逆井卓馬 『豚のレバーは加熱しろ(7回目)』 (電撃文庫)

「世界は、変わってしまうのは一瞬なのに、変えていくのには途方もない時間がかかります。お豚さんたちは、それを変えようとしているのでしょう。とても立派なことです」

新国王シュラヴィスは、招待移住(ジノーキス)と称して解放されたイェスマたちを城内へと、半ば強制的に集めはじめる。シュラヴィスから面会すら許されず、その真意をつかめない豚とジェス。なんとか王に会おうとするふたりの前に解放軍の少女セレスが現れ、「自分を殺してほしい」と訴える。

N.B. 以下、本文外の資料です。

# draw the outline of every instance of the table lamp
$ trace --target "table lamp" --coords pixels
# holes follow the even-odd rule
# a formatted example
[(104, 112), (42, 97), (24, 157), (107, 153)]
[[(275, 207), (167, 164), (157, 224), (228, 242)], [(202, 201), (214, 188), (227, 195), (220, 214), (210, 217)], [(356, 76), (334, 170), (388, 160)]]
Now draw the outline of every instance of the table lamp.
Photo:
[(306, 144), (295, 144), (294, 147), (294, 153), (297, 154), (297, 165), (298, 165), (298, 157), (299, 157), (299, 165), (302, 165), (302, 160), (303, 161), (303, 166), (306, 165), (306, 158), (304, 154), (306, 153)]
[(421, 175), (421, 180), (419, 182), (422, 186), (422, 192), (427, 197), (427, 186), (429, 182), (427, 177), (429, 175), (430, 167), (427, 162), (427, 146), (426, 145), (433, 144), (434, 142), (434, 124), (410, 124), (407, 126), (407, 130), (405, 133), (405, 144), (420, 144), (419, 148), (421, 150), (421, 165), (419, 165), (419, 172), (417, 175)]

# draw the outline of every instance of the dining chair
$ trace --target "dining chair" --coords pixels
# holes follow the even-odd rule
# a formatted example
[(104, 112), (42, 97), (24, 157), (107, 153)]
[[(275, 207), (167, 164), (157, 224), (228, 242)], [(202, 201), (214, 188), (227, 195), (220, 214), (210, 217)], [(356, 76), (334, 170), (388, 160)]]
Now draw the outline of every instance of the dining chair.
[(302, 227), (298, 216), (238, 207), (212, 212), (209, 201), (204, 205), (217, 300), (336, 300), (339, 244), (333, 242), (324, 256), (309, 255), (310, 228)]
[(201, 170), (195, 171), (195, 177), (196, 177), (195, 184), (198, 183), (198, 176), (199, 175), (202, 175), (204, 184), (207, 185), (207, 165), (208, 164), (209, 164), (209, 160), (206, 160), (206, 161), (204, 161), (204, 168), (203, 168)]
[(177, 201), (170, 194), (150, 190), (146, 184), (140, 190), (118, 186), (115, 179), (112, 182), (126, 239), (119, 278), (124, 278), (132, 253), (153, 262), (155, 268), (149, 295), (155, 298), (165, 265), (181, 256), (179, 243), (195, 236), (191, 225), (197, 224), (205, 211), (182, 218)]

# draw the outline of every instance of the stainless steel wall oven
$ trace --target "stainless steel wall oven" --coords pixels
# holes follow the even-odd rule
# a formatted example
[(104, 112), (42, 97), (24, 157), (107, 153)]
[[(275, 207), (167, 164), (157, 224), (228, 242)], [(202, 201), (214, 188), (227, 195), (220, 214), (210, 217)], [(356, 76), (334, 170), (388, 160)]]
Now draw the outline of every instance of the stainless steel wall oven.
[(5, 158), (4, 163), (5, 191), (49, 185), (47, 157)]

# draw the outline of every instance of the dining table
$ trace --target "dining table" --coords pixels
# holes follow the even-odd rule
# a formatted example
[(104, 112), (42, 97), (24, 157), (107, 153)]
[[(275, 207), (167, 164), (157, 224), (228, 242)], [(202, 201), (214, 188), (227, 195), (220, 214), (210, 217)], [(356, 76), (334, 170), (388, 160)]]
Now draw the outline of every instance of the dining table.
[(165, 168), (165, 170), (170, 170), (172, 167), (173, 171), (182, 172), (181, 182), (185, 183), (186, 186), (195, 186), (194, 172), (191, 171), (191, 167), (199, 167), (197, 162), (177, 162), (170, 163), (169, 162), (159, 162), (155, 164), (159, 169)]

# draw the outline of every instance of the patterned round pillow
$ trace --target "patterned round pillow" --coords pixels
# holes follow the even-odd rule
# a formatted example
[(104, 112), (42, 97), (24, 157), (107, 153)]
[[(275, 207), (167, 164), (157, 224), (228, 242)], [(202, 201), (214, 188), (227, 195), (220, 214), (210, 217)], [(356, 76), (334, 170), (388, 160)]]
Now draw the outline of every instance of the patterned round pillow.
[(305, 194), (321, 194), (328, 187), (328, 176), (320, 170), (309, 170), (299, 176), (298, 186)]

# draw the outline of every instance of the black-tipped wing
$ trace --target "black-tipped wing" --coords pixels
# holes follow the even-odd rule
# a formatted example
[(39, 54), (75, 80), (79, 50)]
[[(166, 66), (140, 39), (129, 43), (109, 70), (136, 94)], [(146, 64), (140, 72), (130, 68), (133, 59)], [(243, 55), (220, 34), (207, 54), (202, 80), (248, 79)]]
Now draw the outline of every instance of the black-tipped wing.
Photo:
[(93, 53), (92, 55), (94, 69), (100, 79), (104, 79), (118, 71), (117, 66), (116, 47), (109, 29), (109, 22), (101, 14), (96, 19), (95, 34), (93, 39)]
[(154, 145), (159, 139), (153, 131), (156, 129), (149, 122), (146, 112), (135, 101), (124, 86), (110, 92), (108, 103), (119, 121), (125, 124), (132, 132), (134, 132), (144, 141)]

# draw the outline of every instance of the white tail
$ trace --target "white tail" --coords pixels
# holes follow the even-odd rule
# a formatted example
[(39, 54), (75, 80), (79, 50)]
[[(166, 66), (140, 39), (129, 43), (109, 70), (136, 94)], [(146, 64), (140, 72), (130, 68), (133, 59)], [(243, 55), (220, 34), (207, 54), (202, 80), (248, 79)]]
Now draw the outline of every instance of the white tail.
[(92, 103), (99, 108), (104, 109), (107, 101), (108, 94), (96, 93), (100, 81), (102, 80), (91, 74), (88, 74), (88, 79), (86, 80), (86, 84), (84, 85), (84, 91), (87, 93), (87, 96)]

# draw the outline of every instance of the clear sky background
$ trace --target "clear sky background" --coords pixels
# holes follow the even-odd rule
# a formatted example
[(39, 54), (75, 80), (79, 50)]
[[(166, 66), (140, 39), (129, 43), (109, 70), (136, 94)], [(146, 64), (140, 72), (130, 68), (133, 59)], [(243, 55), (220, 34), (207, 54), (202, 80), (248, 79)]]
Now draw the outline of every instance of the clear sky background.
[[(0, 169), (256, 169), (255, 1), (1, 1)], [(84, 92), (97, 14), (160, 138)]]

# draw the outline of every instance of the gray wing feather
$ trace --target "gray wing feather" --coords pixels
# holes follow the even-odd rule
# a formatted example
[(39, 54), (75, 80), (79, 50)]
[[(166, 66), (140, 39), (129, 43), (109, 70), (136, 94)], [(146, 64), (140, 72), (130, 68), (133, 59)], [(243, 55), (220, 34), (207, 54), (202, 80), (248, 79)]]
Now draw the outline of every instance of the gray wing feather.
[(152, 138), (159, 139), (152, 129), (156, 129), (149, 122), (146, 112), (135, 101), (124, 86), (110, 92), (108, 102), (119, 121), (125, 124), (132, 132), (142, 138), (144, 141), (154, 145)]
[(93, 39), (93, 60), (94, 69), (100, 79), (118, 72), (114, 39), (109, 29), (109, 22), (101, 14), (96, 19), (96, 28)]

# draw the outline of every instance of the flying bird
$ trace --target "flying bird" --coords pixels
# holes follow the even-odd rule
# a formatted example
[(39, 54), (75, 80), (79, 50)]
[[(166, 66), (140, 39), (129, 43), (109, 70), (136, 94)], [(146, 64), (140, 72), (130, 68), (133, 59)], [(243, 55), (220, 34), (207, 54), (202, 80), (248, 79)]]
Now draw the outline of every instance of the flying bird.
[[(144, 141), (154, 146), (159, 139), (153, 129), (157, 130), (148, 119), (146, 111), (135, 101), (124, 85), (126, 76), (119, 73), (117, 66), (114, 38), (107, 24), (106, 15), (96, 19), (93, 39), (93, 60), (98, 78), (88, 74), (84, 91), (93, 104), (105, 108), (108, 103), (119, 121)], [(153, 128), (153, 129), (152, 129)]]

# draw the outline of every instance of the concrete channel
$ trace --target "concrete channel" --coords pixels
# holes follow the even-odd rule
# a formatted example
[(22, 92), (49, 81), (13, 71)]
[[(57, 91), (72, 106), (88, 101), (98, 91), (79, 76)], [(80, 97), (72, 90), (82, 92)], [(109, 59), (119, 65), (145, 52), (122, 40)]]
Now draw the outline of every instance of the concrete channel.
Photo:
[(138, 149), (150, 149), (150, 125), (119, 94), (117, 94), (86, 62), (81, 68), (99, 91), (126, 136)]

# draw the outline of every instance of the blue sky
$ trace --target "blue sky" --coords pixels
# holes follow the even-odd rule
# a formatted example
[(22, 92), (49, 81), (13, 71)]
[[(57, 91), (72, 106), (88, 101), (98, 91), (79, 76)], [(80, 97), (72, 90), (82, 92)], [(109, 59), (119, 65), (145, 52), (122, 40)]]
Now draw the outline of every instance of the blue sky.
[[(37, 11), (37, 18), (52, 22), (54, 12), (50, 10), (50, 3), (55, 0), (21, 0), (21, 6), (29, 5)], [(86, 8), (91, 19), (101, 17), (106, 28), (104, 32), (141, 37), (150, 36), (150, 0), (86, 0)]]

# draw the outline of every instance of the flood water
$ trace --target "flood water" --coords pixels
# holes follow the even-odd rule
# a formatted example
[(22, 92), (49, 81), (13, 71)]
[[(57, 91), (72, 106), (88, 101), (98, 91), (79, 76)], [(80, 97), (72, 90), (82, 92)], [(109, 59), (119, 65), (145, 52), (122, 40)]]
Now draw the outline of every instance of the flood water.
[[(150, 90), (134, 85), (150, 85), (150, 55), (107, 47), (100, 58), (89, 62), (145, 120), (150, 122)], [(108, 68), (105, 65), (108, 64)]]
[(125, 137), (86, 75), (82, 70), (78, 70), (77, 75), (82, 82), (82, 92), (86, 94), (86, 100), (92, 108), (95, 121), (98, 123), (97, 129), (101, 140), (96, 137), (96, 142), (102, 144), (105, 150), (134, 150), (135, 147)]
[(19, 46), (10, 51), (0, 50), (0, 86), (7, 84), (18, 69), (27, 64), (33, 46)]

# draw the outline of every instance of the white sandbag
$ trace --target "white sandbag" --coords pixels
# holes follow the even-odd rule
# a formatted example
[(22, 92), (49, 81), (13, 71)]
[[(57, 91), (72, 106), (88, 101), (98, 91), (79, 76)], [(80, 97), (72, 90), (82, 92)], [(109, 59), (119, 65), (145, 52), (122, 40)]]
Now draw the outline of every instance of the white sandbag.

王朝軍から追われる身となった豚一頭と美少女ふたり。逃避行の行方は、王の真意は、そして王朝軍と解放軍の戦いと、超越臨界(スペルクリッカ)で変わってしまった世界の行く末はいかに。アニメ化も発表されたファンタジーの第七巻。豚の皮をかぶったはいるけど、裏切り、悲恋、偽りの民族融和、血統のもたらす狂気と悲劇、といった要素をミステリの文脈で描く、土台のしっかりしたダークファンタジーですよ。あとがきの「某社にも色々あったようですが」とはどこのことを言っているのかな? タイトルその他で損している部分はあると思われるけど、もっと読まれていい小説だと思っております。